POSTED: Thursday, July 25, 2013 - 1:00am
UPDATED: Thursday, July 25, 2013 - 11:00am
SAN FRANCISCO (CNN) — Google has a simple and inexpensive new way to stream Internet videos on your TV.
The company on Wednesday introduced Chromecast, a small device that lets you stream content to your television over a WI-Fi network, using your computer, phone or tablet as a remote control.

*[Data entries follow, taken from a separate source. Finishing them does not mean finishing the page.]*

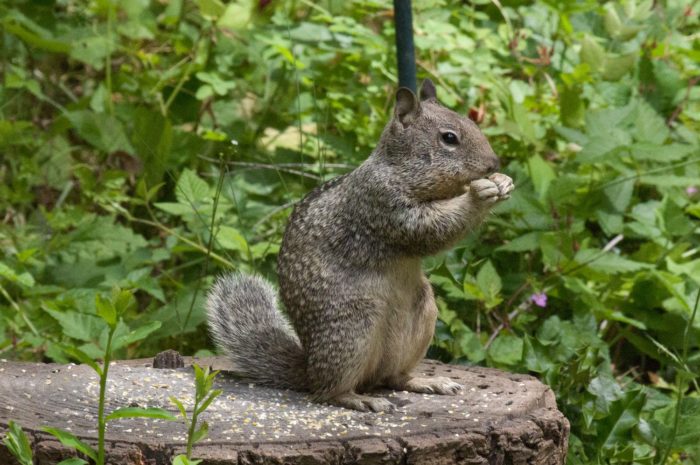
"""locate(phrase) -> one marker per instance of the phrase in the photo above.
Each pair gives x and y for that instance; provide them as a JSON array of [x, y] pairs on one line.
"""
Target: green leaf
[[237, 16], [18, 444], [571, 107], [201, 433], [608, 262], [173, 208], [179, 406], [592, 53], [19, 25], [526, 242], [688, 427], [70, 440], [81, 357], [506, 349], [624, 414], [191, 189], [24, 279], [138, 412], [77, 325], [210, 9], [183, 460], [106, 311], [122, 300], [92, 51], [541, 174], [212, 395], [489, 283], [136, 335], [103, 131], [231, 239], [73, 461]]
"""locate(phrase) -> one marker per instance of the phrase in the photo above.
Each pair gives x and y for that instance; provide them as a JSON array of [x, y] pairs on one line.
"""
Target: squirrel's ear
[[407, 106], [428, 91]]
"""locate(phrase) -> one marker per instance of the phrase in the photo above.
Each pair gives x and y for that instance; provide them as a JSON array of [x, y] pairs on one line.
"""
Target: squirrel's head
[[435, 151]]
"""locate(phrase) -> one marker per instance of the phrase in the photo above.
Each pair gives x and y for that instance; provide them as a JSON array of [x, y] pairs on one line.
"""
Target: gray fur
[[349, 266]]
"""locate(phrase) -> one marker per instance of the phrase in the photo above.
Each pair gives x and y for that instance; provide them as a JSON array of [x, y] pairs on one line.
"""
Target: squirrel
[[362, 313]]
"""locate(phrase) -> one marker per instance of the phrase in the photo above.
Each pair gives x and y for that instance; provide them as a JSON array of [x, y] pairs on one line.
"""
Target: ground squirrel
[[362, 313]]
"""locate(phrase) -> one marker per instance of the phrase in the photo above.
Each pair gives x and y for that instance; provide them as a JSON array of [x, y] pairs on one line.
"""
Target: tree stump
[[500, 418]]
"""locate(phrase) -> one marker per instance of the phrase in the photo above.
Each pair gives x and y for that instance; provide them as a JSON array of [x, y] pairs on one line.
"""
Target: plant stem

The company said its goal is to create a device with zero setup time, no learning curve, and one that works with all platforms and devices.
The $35 Chromecast is a radically different approach to TV than Google's previous failed attempt, the Nexus Q. It's smaller, cheaper and available starting today.
The two-inch dongle looks like a thumb drive and pops into the HDMI port on an HDTV. It turns your phone, tablet or computer into a remote. Choose what content you'd like to stream and the Chromecast will play it on a nearby TV.
It supports both Android and iOS devices. At Wednesday's press event, Google demonstrated the device using a Windows laptop and an iPhone.
Chromecast is streaming directly from your Wi-Fi connection, so it's not draining your device's battery. That also means you can multi-task, checking e-mail on your computer, tablet or phone while a custom YouTube playlist broadcasts on your TV.
The device currently only streams content from YouTube, Google Play and Netflix, though more apps, such as Pandora, are expected in the future. A beta feature lets you stream any tab directly from a Chrome browser running on one of your non-TV devices.
With Chromecast, Google is seeking a foothold in a small but growing field. Only 15 percent of households have figured out how to watch online video on their TV sets, according to Google. The device goes head-to-head with existing Internet-on-TV solutions like Apple TV or the Roku box.
The Chromecast stick is on sale now in the Google Play store and at electronics retailers such as Best Buy, although it may not ship immediately. A purchase of Chromecast includes three months of free Netflix streaming.